Unravel the crazy quilt of restrictions -- whether federal, state or local -- that stand in the way of increased oil and gas production, particularly for offshore drilling and leasing of federal lands. Investment incentives to production should be encouraged.
Strengthen our ability to fulfill expanding electricity needs. While utility regulation, particularly rate setting, remains the province of the states, at least enact federal legislation to expedite energy facility applications and prevent their nullification by local governments. The promising technologies for coal burning (with nearly 270 billion recoverable tons in the ground, coal is our largest fuel supply and most-used source of electricity by utilities) that meet today's stricter environmental standards also must be encouraged. Unless increasing demand for electricity is satisfied, we will be facing brownouts verging on blackouts with increased frequency by the end of the decade.
Come to grips with the need for a realistic policy to expand nuclear power. In his 1975 message to Congress, President Ford proposed building 200 nuclear power plants by 1985 on a standardized basis, a method used to good effect by, for instance, France. Standard design legislation would overcome many safety questions and speed construction.
Address the very real dangers of energy production and use to the environment in ways that do not cripple growth but encourage new incentives and technologies. It appears to me that there is a growing dialogue and communion of goals between environmentalists and producers that may build a consensus and support for a balanced approach for energy development. But any new national environmental moves must be examined in the light of a sensible, as well as balanced, long-term energy program. Underlying any plan to reduce our energy dependence is the reality that efforts to enhance our energy supply require long lead times -- as much as a decade in the case of oil. The program proposed by President Ford for implementation by 1985, after all, was generated in 1975. Had most of it passed, it must be said, we would not be sending troops to the Gulf in 1990.
However we resolve the critical steps toward energy security -- and tomorrow is not a day early to begin taking those steps -- there is one more salient ingredient in the mix of government, private enterprise and environmental interests directed at the problem. That ingredient is the marketplace, and the best efforts toward reaching our energy goals cannot ignore the power of pricing their value. In the end, the price of development and production will be the best regulator of supply and of conservation as well.
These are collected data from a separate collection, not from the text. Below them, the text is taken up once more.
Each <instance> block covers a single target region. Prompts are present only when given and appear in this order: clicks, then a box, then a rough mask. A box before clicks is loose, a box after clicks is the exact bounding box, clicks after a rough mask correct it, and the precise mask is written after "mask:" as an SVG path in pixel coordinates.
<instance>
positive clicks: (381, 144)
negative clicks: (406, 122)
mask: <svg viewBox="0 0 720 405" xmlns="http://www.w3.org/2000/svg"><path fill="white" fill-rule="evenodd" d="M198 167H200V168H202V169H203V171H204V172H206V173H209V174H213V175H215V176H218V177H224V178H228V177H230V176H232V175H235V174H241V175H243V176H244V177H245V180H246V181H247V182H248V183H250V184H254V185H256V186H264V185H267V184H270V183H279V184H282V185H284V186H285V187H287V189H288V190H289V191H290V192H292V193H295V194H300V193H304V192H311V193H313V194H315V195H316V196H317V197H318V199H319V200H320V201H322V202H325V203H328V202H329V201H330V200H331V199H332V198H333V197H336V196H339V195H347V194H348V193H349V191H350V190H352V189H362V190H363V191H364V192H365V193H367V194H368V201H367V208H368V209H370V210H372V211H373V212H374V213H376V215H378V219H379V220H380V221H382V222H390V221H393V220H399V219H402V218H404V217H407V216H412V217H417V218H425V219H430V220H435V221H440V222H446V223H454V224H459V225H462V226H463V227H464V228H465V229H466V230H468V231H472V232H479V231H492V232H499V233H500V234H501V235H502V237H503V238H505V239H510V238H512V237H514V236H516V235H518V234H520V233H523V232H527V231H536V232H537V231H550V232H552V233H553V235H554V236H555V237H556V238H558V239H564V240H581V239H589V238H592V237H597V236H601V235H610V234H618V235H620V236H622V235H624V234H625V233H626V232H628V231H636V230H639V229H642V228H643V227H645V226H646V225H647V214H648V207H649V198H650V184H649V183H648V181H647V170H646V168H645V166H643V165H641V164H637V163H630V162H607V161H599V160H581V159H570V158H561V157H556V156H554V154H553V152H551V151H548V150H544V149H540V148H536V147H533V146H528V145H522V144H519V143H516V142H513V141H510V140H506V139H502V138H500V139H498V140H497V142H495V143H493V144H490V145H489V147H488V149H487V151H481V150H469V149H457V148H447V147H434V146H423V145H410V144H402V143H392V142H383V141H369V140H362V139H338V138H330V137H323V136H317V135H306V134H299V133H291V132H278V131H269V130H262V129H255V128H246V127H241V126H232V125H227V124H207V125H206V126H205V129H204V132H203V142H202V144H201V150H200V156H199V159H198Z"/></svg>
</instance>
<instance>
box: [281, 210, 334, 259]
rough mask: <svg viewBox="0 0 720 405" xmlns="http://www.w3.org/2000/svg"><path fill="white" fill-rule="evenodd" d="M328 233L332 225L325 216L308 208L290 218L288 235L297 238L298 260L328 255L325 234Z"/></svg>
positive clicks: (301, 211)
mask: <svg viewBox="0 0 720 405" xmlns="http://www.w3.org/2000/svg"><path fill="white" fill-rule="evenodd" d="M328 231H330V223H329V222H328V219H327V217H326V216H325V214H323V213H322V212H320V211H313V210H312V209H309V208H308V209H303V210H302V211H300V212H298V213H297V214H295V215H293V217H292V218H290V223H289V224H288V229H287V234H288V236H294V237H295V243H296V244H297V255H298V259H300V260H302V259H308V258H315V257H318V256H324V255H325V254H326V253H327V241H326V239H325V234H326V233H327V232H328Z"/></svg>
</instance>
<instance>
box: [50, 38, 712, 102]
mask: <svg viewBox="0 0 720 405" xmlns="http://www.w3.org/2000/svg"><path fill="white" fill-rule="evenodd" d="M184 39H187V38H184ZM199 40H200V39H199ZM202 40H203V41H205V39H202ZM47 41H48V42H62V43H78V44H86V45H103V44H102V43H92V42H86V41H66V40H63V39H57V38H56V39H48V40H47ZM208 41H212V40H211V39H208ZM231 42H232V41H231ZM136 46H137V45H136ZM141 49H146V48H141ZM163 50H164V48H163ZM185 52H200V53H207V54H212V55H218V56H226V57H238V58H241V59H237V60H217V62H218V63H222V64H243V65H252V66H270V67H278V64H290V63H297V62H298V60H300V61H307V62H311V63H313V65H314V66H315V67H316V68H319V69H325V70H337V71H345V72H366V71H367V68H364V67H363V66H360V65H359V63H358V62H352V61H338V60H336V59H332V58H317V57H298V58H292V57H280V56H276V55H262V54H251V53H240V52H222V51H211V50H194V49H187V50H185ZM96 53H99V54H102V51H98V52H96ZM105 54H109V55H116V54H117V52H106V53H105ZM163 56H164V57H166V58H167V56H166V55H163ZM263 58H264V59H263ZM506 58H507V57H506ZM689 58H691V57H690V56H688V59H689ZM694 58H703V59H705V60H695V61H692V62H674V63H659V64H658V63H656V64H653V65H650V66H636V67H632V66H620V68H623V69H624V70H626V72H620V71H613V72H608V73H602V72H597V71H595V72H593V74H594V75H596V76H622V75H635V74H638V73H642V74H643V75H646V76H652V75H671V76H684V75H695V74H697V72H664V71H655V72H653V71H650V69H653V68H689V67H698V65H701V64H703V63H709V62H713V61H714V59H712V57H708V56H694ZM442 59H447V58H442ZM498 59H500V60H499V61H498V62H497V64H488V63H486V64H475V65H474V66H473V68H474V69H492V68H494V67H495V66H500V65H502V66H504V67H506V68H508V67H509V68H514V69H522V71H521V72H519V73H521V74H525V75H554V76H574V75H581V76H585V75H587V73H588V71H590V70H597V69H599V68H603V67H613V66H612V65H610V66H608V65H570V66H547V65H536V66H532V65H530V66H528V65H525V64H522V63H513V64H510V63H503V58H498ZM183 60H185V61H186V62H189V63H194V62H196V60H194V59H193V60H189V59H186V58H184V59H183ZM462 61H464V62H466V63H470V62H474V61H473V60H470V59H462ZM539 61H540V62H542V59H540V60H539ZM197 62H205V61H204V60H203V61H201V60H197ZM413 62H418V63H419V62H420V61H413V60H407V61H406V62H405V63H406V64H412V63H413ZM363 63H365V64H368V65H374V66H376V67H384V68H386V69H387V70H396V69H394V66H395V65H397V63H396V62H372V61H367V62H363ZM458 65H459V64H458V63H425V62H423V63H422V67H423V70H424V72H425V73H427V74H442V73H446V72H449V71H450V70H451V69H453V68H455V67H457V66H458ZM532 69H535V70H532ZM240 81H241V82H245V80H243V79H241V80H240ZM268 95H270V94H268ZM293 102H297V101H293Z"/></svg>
It is, to say the least, unclear how the current crisis in the Gulf will be settled; the universal hope is, of course, a political solution. Much clearer is the solution to energy security in the next century and beyond -- more commitment of the national will to energy independence and a swift end to our national complacency.
The writer, chairman and chief executive officer of Smith Barney, Harris Upham & Co., was the senior official for national energy policy in the Ford administration.